He estado exprimiendo la lectura de uno de mis maestros: Tomás Eloy Martínez: “El papel de los maestros, los artistas, los periodistas, su compromiso constructivo es el de ser animadores, promotores de creatividad”. Y ser civilizado es también, lo que cuesta cada paso de eso que llamamos progreso. “La misión del periodista coincide con la del artista: revelar los abismos y las luces más secretas del hombre, agitar las aguas, estimular la imaginación, provocar el cambio, luchar sin sosiego para que las perezas y los conformismos que adormecen la inteligencia sean derribados”.

La imaginación también se necesita para creer que el mundo pueda continuar y volverse cada vez más humano. Me pregunto si no nos vemos los unos a los otros, porque hemos construido nuestra identidad moderna de manera artificiosa y racional, amordazando de manera despiadada a nuestro espíritu, nuestra naturaleza, nuestra sensibilidad, nuestros deseos y nuestras necesidades empíricas.

Desde hace muchos años la racionalidad científico-técnica occidental, esa a la que aspiramos, se desprendió de la naturaleza, se volvió un fin en sí misma, se olvidó de su función liberadora y se le impuso al individuo con la fuerza de un destino que lo aplasta. Kant, Hegel y, por supuesto, Goethe supieron del dolor que el esfuerzo de la razón imponía al ser sus portadores, pero, como nosotros, lo justificaron en nombre del progreso.

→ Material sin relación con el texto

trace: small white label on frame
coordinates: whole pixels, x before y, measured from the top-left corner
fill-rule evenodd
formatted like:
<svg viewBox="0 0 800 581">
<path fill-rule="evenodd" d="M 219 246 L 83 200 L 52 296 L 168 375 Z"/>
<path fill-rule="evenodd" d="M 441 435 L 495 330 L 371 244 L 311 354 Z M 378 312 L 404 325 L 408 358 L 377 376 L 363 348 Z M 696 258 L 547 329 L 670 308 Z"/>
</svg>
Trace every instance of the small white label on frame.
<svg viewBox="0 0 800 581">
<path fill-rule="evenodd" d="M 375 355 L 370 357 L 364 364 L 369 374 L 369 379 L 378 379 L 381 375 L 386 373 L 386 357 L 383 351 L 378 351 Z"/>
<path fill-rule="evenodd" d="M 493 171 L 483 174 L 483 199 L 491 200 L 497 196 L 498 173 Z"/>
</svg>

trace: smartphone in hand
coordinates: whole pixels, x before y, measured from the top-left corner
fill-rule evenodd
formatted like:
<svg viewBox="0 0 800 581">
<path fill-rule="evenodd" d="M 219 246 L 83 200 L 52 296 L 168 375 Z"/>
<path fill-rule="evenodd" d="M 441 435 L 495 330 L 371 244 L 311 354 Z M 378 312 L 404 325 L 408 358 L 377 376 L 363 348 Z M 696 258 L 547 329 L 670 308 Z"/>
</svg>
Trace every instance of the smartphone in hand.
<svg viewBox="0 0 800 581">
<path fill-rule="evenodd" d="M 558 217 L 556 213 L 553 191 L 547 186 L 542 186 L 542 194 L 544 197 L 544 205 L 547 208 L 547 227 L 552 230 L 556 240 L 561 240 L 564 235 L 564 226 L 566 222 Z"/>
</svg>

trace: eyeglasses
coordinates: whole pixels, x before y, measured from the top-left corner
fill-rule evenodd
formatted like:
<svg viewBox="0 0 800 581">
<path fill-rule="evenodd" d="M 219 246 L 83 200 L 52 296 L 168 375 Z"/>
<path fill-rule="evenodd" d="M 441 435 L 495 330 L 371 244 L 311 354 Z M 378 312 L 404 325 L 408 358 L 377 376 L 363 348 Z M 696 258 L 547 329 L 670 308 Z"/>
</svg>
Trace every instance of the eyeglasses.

Pero la racionalidad instrumental de hoy se independiza cada vez más de las necesidades del hombre, las mismas máquinas del ocio (o mejor las que matan nuestro tiempo libre) se parecen cada día más a esas otras máquinas de trabajo en las que nuestro tiempo muere, ya no hay tiempo ni para leer. Hemos dejado de leernos los unos a los otros, dice otra vez Tomás Eloy, porque las incesantes convulsiones de la realidad y la necesidad imperiosa de sobrevivir en un afuera siempre hostil nos consumen las energías y los sueños; el modelo neoliberal ha tornado tan alto el precio de cualquier conocimiento, que todo lo que podríamos ser se nos escapa de las manos.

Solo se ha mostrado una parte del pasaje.